Physical activity focus

How physical activity benefits student’s academic performance and why it's important to keep moving

Julia Petterle, Website Manager

Physical activity is a way to step out of one’s shell and build confidence; students need to always show confidence in their body no matter the size, but a healthy body is a totally different story.

 Given that the brain is responsible for both mental processes and physical actions of the human body, brain health is important across one’s lifespan. Children respond faster and with greater accuracy to a variety of cognitive tasks after participating in a session of physical activity, according to the National Academy of Sciences. 

Physical activity shows an impact on cognitive skills, attitudes and academic behavior, occasionally all of which are important components of improved academic performance. These include enhanced concentration and attention as well as improved classroom behavior. 

Exercise directly impacts the behavior and development of the brain, according to Charles Basch of Columbia University. Physical inactivity eventually leads to energy imbalance, which creates risks of obesity. Less than one-quarter of children six to 17 years of age participate in 60 minutes of physical activity every day, according to the Division of Population Health (DPH). 

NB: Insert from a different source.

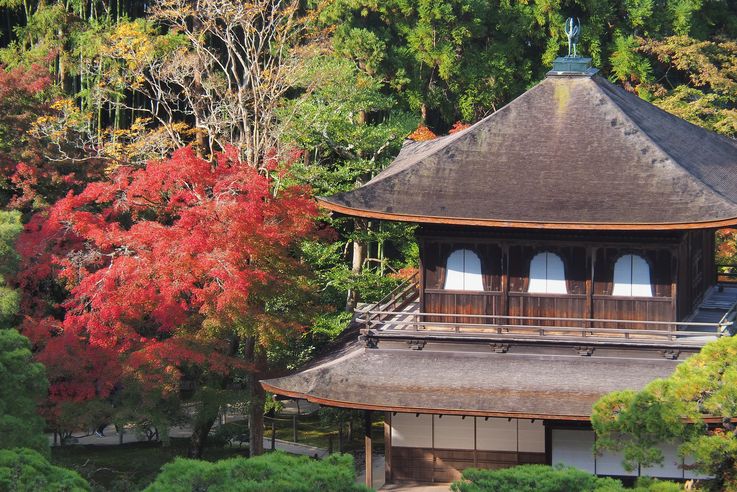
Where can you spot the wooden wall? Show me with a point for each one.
(681, 270)
(430, 448)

Students, depending on their drive to do things, usually end up doing something else that seems more exciting than what they need to do to stay healthy. Some ideas that help students stay healthy and that are exciting include: dance fitness workouts, going to the gym with some friends or walks/runs with groups.

Although academic performance stems from a complex interaction between intellect and contextual variables, health is a vital moderating factor in a child’s ability to learn, according to the DPH. The idea that healthy children learn better is analytically supported and well accepted; multiple studies confirmed health benefits show that they’re associated with physical activity—including: cardiovascular and muscular fitness, bone health and psychosocial outcomes—according to the National Academy of Sciences.

Students need to stand up for themselves by taking care of their bodies; they only get one body and one life to live in it. If they don’t stay healthy, they end up leading themselves to a place where they can’t get out of.